You're right that most people are doing #2, which is not a safe strategy for all. Depending on the case, in order to take advantage of the growth potential, spreading out the risk is safer than taking no risk.


----------



## gibor365 (Apr 1, 2011)

Bigger part in Canadian stocks include 1 ETF (ZRE) , smaller part in PT HISA at 2.5%


----------



## IFITSTOBEITSUP2ME (Mar 6, 2015)

1 mainly sometimes since inception has been 3. Cherry pick stocks at certain times and price patterns to swing trade for the most part.
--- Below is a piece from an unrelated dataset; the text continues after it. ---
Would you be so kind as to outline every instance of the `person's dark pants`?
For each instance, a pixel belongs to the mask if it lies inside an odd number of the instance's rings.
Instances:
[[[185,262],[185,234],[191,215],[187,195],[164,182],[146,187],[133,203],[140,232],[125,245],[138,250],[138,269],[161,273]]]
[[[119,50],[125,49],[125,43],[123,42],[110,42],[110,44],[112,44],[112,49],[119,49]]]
Once hits over 6 figures will switch to Bogle style.


----------



## nathan79 (Feb 21, 2011)

3. Tangerine balanced growth fund + small GIC @ 3.25%. When the GIC matures later this year I'll probably put everything the Tangerine fund.


----------



## CalgaryPotato (Mar 7, 2015)

For me it's #3, but I haven't fully utilized the advantages of it for option #2 (I have unused contribution room). I probably should have taken more advantage of it for short terms savings up until this point.

I see a lot of people with really negative comments towards the fact most people have their TFSA "invested" in cash equivalents. However that's missing the point that many of those same people are utilizing their RRSP for the investment portion of their portfolio and are simply using the TFSA to shield their savings.


----------



## rikk (May 28, 2012)

^ Yep, I'm HISA in the TFSA and have in recent months picked up a few oily equities in the RRSP ...


----------



## scorpion_ca (Nov 3, 2014)

#3 - zre (55%) & zag (45%)


----------



## wendi1 (Oct 2, 2013)

LOL. My TFSA is completely unbalanced, consisting entirely of a Cdn REIT ETF.
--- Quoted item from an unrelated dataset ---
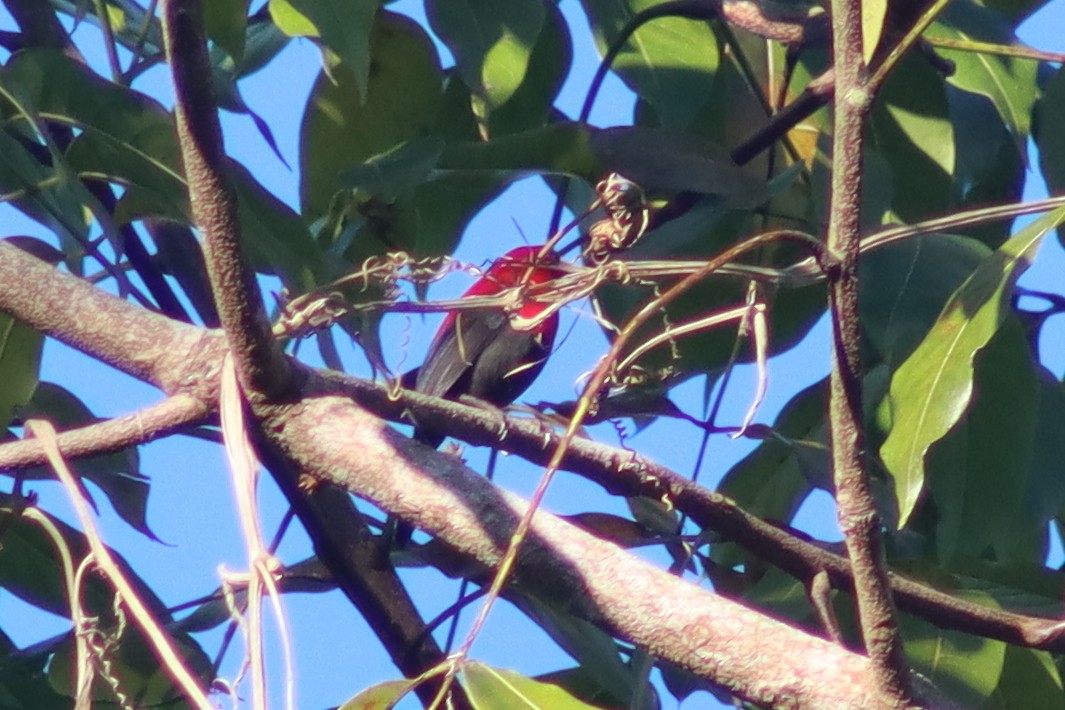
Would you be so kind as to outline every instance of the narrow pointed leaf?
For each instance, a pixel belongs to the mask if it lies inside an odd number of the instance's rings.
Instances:
[[[462,687],[476,710],[590,710],[568,691],[552,683],[541,683],[515,671],[493,668],[483,663],[467,663],[462,670]]]
[[[973,359],[1002,324],[1013,284],[1028,268],[1043,237],[1063,219],[1065,209],[1047,214],[987,257],[892,377],[880,412],[891,422],[891,430],[880,455],[895,479],[899,527],[906,524],[924,487],[928,448],[969,407]]]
The whole portfolio is balanced, though.


----------



## PrairieGal (Apr 2, 2011)

I have $12,000 in a People's Trust HISA as my emergency fund, the rest of my TFSA is in the Tangerine Balanced Fund. Going forward it will either be more in Tangerine, or branch out into ETF's.


----------



## Cal (Jun 17, 2009)

#3. Just part of a larger portfolio imo.


----------



## CPA Candidate (Dec 15, 2013)

TFSA is nearly all equity. Entire portfolio is 90% equity.


----------



## Gimme the Green (Feb 4, 2014)

100% Canadian dividend payers. Never plan to sell, collect divs in retirement.


----------



## avrex (Nov 14, 2010)

For me the answer is* 1.*


sags said:


> 1) Use the TFSA to invest in stock market "flyers". Take a chance on hitting a home run. If you lose on one.........try again. (some people are doing it)
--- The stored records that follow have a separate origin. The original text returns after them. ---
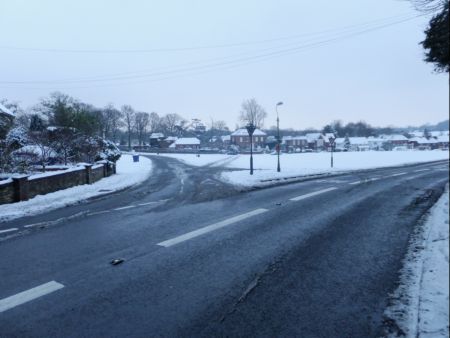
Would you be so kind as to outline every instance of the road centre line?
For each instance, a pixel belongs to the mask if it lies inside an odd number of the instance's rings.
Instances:
[[[156,204],[156,203],[159,203],[159,202],[139,203],[138,205],[142,207],[142,206],[144,206],[144,205],[151,205],[151,204]]]
[[[174,237],[172,239],[160,242],[157,245],[168,248],[168,247],[171,247],[173,245],[176,245],[176,244],[188,241],[190,239],[193,239],[195,237],[207,234],[208,232],[211,232],[211,231],[214,231],[214,230],[218,230],[218,229],[223,228],[223,227],[225,227],[227,225],[231,225],[233,223],[237,223],[237,222],[243,221],[243,220],[245,220],[247,218],[250,218],[252,216],[256,216],[256,215],[265,213],[267,211],[269,211],[269,210],[268,209],[263,209],[263,208],[255,209],[255,210],[246,212],[245,214],[237,215],[237,216],[228,218],[226,220],[223,220],[221,222],[214,223],[214,224],[208,225],[206,227],[203,227],[203,228],[200,228],[200,229],[188,232],[188,233],[186,233],[184,235],[177,236],[177,237]]]
[[[7,232],[13,232],[13,231],[17,231],[19,230],[18,228],[10,228],[10,229],[5,229],[5,230],[0,230],[0,234],[5,234]]]
[[[297,197],[294,197],[294,198],[290,198],[289,200],[290,201],[301,201],[301,200],[304,200],[306,198],[313,197],[313,196],[316,196],[316,195],[320,195],[320,194],[326,193],[328,191],[336,190],[336,189],[337,189],[336,187],[331,187],[331,188],[327,188],[327,189],[323,189],[323,190],[318,190],[318,191],[310,192],[309,194],[300,195],[300,196],[297,196]]]
[[[22,305],[36,298],[48,295],[56,290],[62,289],[64,285],[51,281],[45,284],[41,284],[32,289],[22,291],[13,296],[0,299],[0,313],[12,309],[16,306]]]
[[[137,205],[127,205],[126,207],[121,207],[121,208],[115,208],[113,210],[125,210],[125,209],[131,209],[131,208],[136,208]]]
[[[400,176],[400,175],[406,175],[406,174],[407,174],[407,172],[396,173],[396,174],[392,174],[391,177]]]
[[[418,173],[418,172],[420,172],[420,171],[426,171],[426,170],[430,170],[430,169],[428,169],[428,168],[427,168],[427,169],[418,169],[418,170],[414,170],[414,172],[415,172],[415,173]]]
[[[87,214],[88,216],[94,216],[94,215],[101,215],[101,214],[106,214],[108,212],[111,212],[111,210],[103,210],[103,211],[94,211],[94,212],[90,212],[89,214]]]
As, I mentioned in my other post, 


avrex said:


> The TFSAs use is very *dependent on your age.*
> Older people like me, will use their *RRSP* as their *main source* of retirement income, and the TFSA will be a *secondary source* of retirement income.


Based on my age, I know that my RRSP will be much larger than my TFSA, when I reach retirement / financial independence.

Therefore, *my strategy is to take on more risk with my TFSA*. 
For example, I'm trying to hit home runs with *equity options* (calls, puts).

If I'm successful, I'll hit financial independence sooner. If I'm not successful, financial independence will just be a little later.


----------